The Departments have determined that
each of the content elements is
necessary and appropriate to implement
the mandates of section 2715A of the
PHS Act and section 1311(e)(3)(C) of
PPACA by permitting individuals under
a plan or coverage to learn the amount
of their cost-sharing liability for specific
items or services under a plan or
coverage from a particular provider. The
Departments propose that plans and
issuers must satisfy these elements
through disclosure of actual data
relevant to an individual’s cost-sharing
liability that is accurate at the time the
request is made. The Departments
acknowledge that plans and issuers may
not have processed all of an individual’s
outstanding claims when the individual
requests the information; therefore,
plans and issuers would not be required
to account for outstanding claims that
have not yet been processed.
Furthermore, under these proposals,
the cost-sharing information would
need to be disclosed to the participant,
beneficiary, or enrollee in plain
language. The proposed rules define
‘‘plain language’’ to mean written and
presented in a manner calculated to be
understood by the average participant,
beneficiary, or enrollee.

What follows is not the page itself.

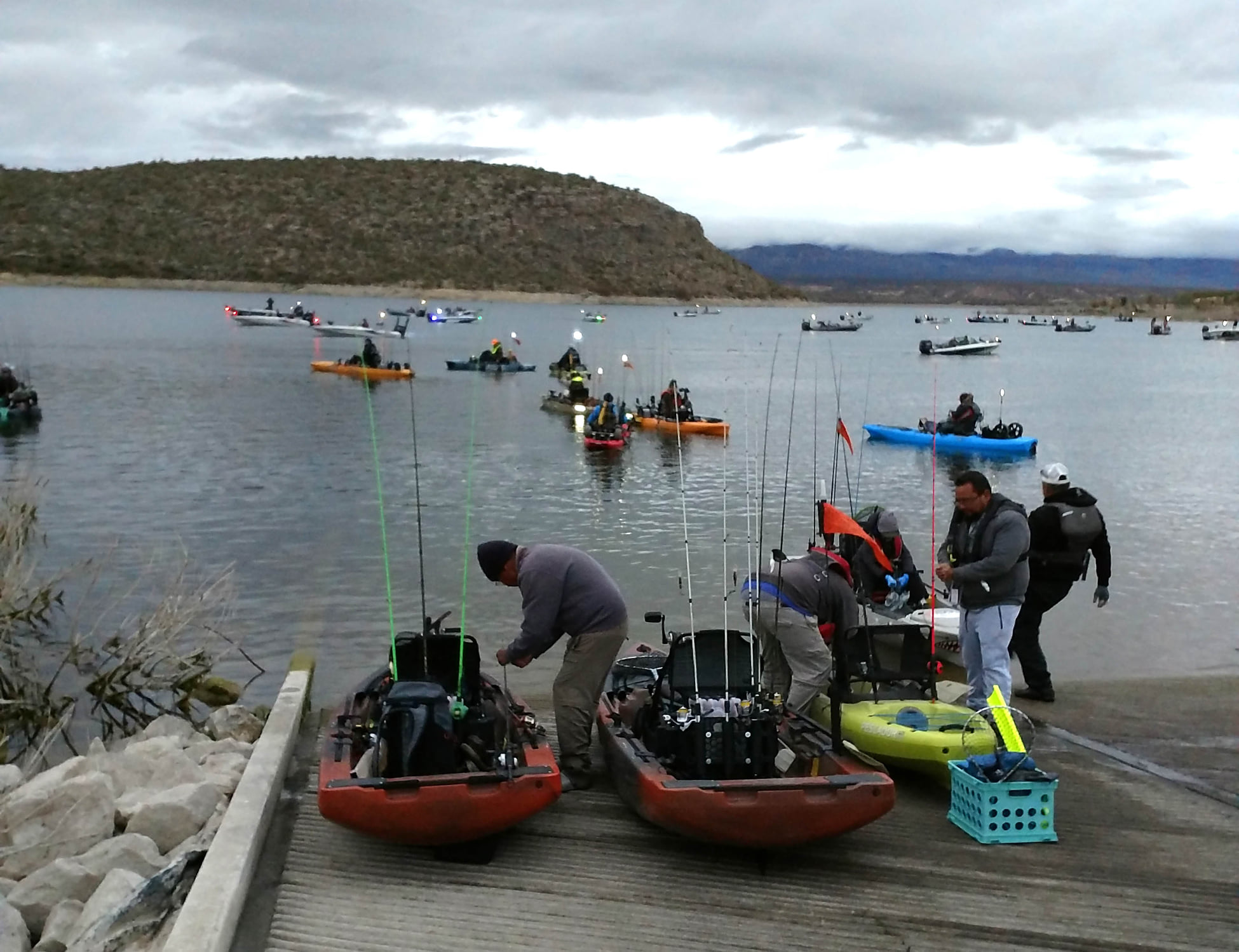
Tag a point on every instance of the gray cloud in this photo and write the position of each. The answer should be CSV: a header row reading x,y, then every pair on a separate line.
x,y
1133,155
1119,187
760,142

Determining
whether this standard has been satisfied
requires an exercise of considered
judgment and discretion, taking into
account such factors as the level of
comprehension and education of typical
participants, beneficiaries, or enrollees
in the plan or coverage and the
complexity of the terms of the plan.
Accounting for these factors would
likely require limiting or eliminating the
use of technical jargon and long,
complex sentences, so that the
information provided will not have the
effect of misleading, misinforming, or
failing to inform participants,
beneficiaries, or enrollees.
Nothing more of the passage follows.